Theory of Computing
-------------------
Title : Hardness of Vertex Deletion and Project Scheduling
Authors : Ola Svensson
Volume : 9
Number : 24
Pages : 759-781
URL : http://www.theoryofcomputing.org/articles/v009a024
Abstract
--------
Assuming the Unique Games Conjecture, we show strong inapproximability
results for two natural vertex deletion problems on directed graphs:
for any integer $k\geq 2$ and arbitrary small $\epsilon > 0$, the
Feedback Vertex Set problem and the DAG Vertex Deletion problem are
inapproximable within a factor $k-\epsilon$ even on graphs where the
vertices can be almost partitioned into $k$ solutions. This gives a
more structured and yet simpler (albeit using the "It Ain't Over Till
It's Over" theorem) UG-hardness result for the Feedback Vertex Set
problem than the previous hardness result.

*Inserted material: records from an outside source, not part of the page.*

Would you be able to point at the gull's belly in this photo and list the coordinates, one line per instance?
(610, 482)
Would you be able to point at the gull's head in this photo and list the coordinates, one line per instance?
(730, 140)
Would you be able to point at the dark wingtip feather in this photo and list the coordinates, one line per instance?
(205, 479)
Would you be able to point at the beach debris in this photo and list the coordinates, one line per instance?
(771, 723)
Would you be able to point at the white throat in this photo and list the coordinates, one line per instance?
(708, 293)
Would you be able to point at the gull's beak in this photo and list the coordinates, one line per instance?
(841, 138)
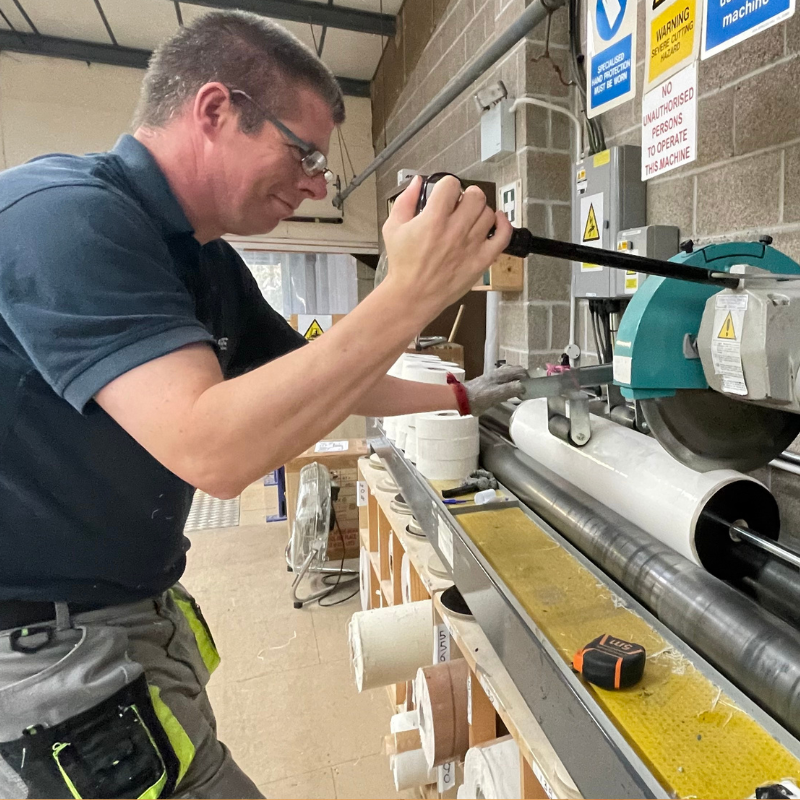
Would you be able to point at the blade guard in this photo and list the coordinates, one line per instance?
(654, 352)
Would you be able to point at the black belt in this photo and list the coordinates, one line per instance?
(22, 613)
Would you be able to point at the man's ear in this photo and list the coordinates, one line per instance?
(212, 108)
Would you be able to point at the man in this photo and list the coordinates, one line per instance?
(138, 361)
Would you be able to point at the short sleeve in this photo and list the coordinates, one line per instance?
(88, 288)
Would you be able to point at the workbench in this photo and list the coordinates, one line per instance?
(493, 693)
(684, 731)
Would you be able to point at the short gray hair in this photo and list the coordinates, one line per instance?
(242, 51)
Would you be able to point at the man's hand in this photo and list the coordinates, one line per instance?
(437, 256)
(480, 394)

In comparison to the classical Feedback Vertex Set problem, the DAG
Vertex Deletion problem has received little attention and, although we
think it is a natural and interesting problem, the main motivation for
our inapproximability result stems from its relationship with the
classical Discrete Time-Cost Tradeoff Problem. More specifically, our
results imply that the deadline version is UG-hard to approximate within
any constant. This explains the difficulty in obtaining good approximation
algorithms for that problem and further motivates previous alternative
approaches such as bicriteria approximations.
An extended abstract of this paper appeared in the Proceedings of the
15th International Workshop on Approximation Algorithms for
Combinatorial Optimization Problems, 2012 (APPROX'12).